Die Landschaft des Böhmerwaldes ist in ihrer Verschlossenheit dazu angetan, aus ihrem Wesen heraus Sagen zu bilden und wanderndes Sagengut an sich zu binden und selbstherrlich zu gestalten. Hier lebt noch der Mythos, und man hört ihn wachsen und ranken und tasten, wenn man tief und geduldig hinhorcht.

Die großen Wälder sind voll wildernster Feier, selten singt ein Wasser darin, selten singt ein Vogel. Der schrille Jagdschrei eines Raubvogels verdichtet nur die Stille und bringt sie stärker ins Bewusstsein. Absonderliche Baumformen, Schreckformen, kropfige Stämme, verzerrtes Astwerk, Stelzenwurzeln, graue, erstorbene Wipfel, wirres, unerbittliches Dickicht vereinigen sich zu einem träumerisch starren Bezirk, darin es am helllichten Tag geistert, darin noch Verschollenes versteckt hausen mag, weltalte Moosfräulein mit ihren Großmüttern, waldverschwisterte Unholde. Und ein fremder Ruf steigt ans dem Schweigen, der Panschrei dieses Gebirges, und lockt in die verderbliche Wildnis: »He, he! Her, her l«

Über den schattenschwarzen Bergsee zuckt es hin, fliegt ein jagendes Huschen. Wer treibt hier sein Spiel? Das kann der Wind nicht sein, denn weit und breit rührt sich kein Wipfel. Spielt hier ein Gespenst, das aus wohnlichem Land hierher vertragen worden ist in die Ödnis, hinab gebannt worden ist in die verrufene Tiefe? In dieser Weltallstille müssen Unirdische walten. Heidnisch belebt ist hier alles: Wasserfrauen baden, feurig geschuppte Fische murmeln Menschenworte, und der See selbst öffnet sich wie ein Rachen und schreit drohend auf, wenn ein Vorwitziger seine Tiefen messen will, und mit zerstörendem Gewitter rächt er den Steinwurf des Buben.

Das Blockwirrsal zammengebrochener Gipfel, die Steinhemmnisse schluchtenverwühlter Flüsse lassen an die Tat des Teufels, lassen an die Gewalt aufbauender und verderbender Riesen glauben.
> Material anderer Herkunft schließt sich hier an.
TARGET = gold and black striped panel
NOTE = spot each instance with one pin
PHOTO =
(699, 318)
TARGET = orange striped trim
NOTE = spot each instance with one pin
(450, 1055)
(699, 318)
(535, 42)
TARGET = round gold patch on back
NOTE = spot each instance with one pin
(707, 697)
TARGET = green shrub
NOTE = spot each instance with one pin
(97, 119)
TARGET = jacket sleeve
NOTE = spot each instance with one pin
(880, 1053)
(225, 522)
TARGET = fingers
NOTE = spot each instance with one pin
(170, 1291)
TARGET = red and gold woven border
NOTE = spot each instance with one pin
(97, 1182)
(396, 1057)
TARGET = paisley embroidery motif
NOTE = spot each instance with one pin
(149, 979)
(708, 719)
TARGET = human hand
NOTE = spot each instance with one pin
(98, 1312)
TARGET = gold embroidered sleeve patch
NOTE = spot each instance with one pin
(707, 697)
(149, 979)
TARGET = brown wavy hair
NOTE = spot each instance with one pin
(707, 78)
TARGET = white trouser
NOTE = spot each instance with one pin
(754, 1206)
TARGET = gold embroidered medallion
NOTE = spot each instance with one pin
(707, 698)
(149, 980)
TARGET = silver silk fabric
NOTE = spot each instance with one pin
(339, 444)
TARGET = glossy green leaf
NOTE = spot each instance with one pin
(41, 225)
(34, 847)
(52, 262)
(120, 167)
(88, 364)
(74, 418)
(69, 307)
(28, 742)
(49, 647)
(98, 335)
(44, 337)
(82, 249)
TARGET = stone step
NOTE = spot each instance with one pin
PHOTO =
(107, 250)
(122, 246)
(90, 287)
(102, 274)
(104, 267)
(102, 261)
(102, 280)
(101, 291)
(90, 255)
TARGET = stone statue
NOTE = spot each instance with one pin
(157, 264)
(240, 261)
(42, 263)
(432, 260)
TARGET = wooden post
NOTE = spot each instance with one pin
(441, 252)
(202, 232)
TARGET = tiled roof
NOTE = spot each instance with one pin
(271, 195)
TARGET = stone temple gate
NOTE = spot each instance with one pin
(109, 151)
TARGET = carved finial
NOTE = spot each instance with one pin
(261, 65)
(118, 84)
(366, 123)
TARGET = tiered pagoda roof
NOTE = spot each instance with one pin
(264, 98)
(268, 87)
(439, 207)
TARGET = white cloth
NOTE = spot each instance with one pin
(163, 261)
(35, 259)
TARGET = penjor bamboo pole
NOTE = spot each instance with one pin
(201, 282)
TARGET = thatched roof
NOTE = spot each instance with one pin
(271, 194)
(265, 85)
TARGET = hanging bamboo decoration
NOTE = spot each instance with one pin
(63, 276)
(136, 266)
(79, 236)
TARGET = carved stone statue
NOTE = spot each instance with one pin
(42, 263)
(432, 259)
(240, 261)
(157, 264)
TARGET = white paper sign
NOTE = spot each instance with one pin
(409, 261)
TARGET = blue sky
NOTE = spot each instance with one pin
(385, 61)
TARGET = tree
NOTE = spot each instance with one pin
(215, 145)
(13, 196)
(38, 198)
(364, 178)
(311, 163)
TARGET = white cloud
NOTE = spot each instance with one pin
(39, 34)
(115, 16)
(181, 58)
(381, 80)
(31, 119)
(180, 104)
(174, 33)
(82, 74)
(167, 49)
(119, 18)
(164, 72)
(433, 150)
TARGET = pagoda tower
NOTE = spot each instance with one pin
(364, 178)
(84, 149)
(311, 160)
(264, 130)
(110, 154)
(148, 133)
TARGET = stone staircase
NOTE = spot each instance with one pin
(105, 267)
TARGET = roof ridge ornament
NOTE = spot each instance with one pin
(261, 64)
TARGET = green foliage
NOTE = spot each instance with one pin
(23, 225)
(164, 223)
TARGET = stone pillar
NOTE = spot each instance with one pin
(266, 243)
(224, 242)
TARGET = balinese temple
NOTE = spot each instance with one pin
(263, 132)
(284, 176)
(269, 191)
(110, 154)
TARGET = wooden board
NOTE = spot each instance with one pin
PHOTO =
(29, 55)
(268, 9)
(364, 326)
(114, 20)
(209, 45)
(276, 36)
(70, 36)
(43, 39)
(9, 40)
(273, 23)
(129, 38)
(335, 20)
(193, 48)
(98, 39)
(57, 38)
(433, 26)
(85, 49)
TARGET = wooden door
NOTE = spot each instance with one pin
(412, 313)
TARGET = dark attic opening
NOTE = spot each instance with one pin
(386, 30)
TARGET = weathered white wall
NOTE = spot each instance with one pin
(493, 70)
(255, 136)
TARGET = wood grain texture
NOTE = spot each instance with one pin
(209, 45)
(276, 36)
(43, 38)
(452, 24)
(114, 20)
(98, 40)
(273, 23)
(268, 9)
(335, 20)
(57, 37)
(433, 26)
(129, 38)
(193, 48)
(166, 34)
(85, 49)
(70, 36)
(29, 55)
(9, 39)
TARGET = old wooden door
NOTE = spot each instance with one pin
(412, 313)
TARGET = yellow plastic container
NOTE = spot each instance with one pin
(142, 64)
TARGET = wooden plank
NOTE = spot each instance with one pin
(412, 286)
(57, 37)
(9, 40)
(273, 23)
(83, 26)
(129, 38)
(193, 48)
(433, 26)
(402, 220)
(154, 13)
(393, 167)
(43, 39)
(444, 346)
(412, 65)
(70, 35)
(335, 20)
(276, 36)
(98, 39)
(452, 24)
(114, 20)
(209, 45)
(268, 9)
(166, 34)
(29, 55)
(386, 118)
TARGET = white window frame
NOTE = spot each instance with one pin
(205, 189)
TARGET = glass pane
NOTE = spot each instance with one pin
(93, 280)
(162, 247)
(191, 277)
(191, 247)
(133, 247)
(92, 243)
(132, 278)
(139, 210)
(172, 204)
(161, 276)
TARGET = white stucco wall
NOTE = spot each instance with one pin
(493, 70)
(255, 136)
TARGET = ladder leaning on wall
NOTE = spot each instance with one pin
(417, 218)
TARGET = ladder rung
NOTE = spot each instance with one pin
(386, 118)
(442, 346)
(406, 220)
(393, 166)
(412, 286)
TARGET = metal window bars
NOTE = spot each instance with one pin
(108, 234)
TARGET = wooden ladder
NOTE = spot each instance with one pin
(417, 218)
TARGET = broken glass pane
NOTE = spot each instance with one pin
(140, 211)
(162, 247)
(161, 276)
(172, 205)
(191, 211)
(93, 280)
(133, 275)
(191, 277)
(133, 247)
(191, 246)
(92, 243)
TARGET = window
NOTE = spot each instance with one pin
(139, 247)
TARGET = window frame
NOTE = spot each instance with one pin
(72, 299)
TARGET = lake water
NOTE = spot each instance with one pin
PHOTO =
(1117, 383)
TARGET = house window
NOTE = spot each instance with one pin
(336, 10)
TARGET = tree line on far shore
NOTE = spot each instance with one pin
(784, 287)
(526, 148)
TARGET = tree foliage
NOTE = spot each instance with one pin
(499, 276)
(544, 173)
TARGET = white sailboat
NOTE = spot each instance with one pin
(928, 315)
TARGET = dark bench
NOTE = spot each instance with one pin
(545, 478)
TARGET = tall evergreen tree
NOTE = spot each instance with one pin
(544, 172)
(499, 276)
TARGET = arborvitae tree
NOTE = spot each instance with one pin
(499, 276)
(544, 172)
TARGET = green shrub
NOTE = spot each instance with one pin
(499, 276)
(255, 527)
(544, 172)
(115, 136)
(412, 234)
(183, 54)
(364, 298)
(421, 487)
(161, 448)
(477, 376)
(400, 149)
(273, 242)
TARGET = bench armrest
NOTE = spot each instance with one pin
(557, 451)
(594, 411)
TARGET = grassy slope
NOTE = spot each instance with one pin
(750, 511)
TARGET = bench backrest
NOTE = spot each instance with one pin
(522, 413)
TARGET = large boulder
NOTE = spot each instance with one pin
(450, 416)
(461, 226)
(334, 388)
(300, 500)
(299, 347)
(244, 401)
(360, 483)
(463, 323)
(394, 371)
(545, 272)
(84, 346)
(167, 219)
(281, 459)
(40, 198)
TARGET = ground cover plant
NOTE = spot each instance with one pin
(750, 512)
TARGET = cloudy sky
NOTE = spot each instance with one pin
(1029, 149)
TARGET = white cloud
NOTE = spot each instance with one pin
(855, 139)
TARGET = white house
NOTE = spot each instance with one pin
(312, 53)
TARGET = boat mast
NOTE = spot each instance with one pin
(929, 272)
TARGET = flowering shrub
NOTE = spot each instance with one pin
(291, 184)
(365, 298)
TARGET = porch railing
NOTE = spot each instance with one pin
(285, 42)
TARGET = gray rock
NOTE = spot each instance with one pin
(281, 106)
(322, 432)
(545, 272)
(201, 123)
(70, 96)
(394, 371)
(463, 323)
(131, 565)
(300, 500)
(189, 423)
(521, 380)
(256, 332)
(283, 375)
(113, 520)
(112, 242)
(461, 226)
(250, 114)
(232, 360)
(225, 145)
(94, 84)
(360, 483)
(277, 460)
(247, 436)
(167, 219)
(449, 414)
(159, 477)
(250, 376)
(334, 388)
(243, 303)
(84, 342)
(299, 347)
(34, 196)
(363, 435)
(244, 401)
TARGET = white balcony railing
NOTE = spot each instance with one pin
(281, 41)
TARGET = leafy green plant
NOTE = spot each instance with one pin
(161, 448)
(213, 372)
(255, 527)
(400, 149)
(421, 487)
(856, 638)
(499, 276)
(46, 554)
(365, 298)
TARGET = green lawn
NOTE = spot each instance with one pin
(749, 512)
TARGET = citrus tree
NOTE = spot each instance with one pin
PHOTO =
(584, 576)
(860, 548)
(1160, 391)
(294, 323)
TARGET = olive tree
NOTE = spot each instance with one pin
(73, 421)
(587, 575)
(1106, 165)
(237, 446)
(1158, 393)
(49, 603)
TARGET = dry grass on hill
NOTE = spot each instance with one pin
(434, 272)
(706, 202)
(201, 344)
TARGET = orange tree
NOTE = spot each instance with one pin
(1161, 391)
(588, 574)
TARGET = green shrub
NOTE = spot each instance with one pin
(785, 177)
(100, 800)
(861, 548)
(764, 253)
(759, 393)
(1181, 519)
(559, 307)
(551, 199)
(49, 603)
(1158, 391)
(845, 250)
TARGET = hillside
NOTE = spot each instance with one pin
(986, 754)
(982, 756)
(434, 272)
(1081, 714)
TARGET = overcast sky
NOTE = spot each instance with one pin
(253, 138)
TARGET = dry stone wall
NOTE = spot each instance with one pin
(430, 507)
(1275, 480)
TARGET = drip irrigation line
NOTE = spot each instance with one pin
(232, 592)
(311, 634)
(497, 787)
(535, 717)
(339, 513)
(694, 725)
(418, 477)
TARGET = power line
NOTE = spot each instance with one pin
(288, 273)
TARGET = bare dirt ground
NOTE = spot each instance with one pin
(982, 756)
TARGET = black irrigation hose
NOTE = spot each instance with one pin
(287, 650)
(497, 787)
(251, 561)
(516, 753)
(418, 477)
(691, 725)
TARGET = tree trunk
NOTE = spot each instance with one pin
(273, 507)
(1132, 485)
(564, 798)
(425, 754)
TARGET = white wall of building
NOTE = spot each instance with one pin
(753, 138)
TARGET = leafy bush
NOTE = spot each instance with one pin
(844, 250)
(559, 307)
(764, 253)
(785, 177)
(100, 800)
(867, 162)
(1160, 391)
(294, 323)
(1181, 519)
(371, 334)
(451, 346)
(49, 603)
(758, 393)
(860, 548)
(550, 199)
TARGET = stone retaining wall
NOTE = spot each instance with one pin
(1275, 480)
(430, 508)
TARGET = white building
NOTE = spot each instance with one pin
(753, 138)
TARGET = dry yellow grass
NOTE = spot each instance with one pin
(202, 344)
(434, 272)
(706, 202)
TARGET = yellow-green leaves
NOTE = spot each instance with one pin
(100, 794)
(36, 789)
Riesen schleudern von ihrem Hochsitz Hämmer in das Städtlein des Tales, von Berg zu Berg werfen sie einander ihre glitzernden Schnupftabakgläser zu. In dumpfer Ahnung, dass die gesetzlose Wildnis einst durch die bäuerliche Ordnung besiegt wird, verbietet der Riese seiner Tochter, den Bauer und sein Pflugvieh als Spielzeug zu benützen, und weissagt: »Diese Würmlein werden uns Riesen von der Erde bringen.«

An den treibenden, stürzenden Wildwassern entstanden Sägemühlen, Eisenhämmer und Pochwerke, und sie gebaren und beherbergten Gespenster, ehe sie wieder zerfielen und in die Wildnis zurücksanken. In der Hütte zu Vogelsang am grünen Wald buken sich die Glasmacher einen Mann aus Glas und steckten ihm eine brennende Kerze in die Hand, und als sie an ihm niederbrannte, belebte sich der gläserne Golem vor Schmerz und schrie: »Helft, ich verbrenne!«

In lauer Nacht plätschert es unter den Brücken. Elbisches. Volk schafft dort, Waschgeisterlein, die hernach in den Wiesen den weißen Leilach auslegen und im Mondschein bleichen.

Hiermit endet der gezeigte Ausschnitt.